Actually, this is good news. After many days of almost free for all movements, classical chart resistance seems to work. This should also mean that chart support levels will also be respected.
For weeks altogether, the market has moved almost like a drunken elephant, without any clear direction. Finally, the market is adjusting to the new reality of lower prices, cooling down, and, accepting the 'normal' support and resistance levels.
There is strong resistance in the 3200 area. Today, the resistance held, with the Nifty closing below 3000, losing almost 250 points from its intra day high. This is a lot, almost 8%.
Too much Volatility
The market continues to exihibit far too much volatility preventing any kind of low risk trading.
Increased volatility is not a sign of base building which is essential for a bull market to start.
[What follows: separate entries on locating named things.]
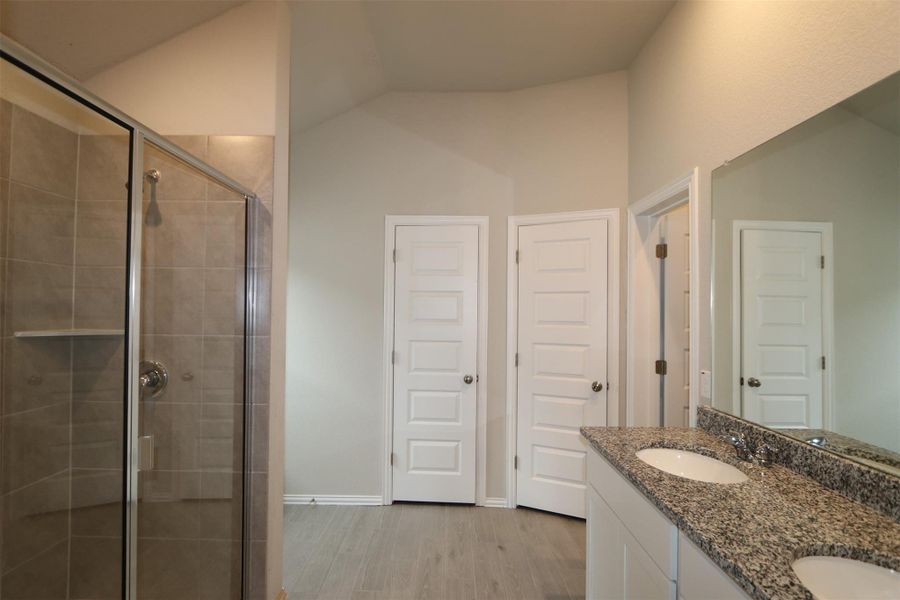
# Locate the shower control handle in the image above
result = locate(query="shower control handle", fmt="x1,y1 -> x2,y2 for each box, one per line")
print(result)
139,360 -> 169,398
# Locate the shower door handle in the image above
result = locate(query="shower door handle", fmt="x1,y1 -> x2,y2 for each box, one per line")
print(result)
140,360 -> 169,398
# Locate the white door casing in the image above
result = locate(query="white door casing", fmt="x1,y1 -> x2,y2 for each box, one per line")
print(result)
660,205 -> 691,427
392,225 -> 479,503
516,219 -> 609,518
739,229 -> 825,428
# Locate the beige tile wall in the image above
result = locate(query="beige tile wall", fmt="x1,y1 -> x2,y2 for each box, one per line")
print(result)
0,96 -> 78,599
0,96 -> 272,600
138,136 -> 273,600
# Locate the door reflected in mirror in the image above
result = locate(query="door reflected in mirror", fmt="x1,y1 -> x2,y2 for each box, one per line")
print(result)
711,73 -> 900,474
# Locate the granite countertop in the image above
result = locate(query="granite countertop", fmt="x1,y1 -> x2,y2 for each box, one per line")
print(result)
581,427 -> 900,600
My point is: the first signs of a new bull market will emerge when volatility falls. This has not happened yet.
The index, closing below 3000, is not a catastrophic event. The Market has moved 50% from its lows of 2252, in just 8 days. This could not be sustained. Today's decline should be taken as a correction. I assume that the intermediate trend remains intact, although volatile markets can do anything, anytime.
Support for the Nifty will come in a range between 2700 - 2800. If this support does not hold, then we have to step aside, let the market decide where it wants to go. If the support holds, then this should be a dip, which is a buying opportunity.
Why this column is still looking for buying ?
Because there are no signs that the up move is over. Today's decline is considered a correction. As usual, the markets decide, and, we can go wrong.